Strong experience building evaluation systems for ML models (LLMs preferred) with high engineering rigor.
Excellent software engineering skills (Python, data pipelines, test harnesses, distributed execution, reproducibility).
Deep understanding of agentic failure modes (tool misuse, hallucinated evidence, reward hacking, brittle formatting) and how to measure them.
Ability to work across research and production systems in a fast-moving environment.

Responsibilities

Build an eval harness for agentic LLM systems (offline, simulator-in-the-loop, and workflow-in-the-loop).

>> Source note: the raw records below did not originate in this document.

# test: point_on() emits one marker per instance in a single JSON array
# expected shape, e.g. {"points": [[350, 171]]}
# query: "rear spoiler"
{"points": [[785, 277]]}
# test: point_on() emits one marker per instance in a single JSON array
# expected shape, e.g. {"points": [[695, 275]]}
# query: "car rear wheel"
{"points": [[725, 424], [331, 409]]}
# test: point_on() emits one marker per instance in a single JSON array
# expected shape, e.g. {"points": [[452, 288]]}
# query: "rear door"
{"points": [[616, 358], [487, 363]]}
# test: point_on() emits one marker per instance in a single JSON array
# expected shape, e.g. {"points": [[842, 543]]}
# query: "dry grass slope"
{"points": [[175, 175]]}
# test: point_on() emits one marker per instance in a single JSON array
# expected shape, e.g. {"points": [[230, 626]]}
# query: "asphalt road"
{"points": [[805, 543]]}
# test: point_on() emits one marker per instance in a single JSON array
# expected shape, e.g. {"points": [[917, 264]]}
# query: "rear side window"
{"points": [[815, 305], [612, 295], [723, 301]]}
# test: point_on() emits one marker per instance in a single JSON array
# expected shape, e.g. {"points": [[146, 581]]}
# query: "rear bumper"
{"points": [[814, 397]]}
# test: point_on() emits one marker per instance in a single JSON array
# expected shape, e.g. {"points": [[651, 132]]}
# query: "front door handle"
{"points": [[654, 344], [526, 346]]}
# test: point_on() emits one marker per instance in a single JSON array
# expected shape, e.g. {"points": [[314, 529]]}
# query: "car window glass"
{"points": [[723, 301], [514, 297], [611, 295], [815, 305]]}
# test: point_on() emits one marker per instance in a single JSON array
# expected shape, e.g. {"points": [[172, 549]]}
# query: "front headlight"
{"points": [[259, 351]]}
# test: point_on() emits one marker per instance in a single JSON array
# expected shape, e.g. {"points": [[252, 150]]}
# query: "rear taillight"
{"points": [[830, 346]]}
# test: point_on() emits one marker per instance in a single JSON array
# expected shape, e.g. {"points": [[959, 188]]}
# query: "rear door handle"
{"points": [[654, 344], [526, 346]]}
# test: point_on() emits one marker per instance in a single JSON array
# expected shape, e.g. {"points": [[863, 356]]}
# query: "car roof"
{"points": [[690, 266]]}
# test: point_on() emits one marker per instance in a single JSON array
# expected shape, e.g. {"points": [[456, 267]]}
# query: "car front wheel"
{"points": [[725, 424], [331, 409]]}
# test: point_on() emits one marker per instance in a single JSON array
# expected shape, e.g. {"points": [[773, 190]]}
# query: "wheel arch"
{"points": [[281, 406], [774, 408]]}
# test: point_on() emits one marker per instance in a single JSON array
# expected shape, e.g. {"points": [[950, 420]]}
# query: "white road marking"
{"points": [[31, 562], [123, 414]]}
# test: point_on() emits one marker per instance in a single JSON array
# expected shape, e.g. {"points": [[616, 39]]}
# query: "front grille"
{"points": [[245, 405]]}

Design evals for long-horizon planning, specific agent-call correctness, recovery behavior, and safety/constraint adherence.
Help with verifier-driven scoring (symbolic checks, simulation/twin checks, surrogate checks) and automated self correction of execution pipeline.
Create regression gates and release criteria for model/prompt/toolchain changes; prevent capability and safety regressions.
Define metrics for outliers identification and efficient question-asking that reduces uncertainty per unit time.
Partner with training teams to turn eval failures into data (SFT/DPO/RL signals) and continuously improve the suite.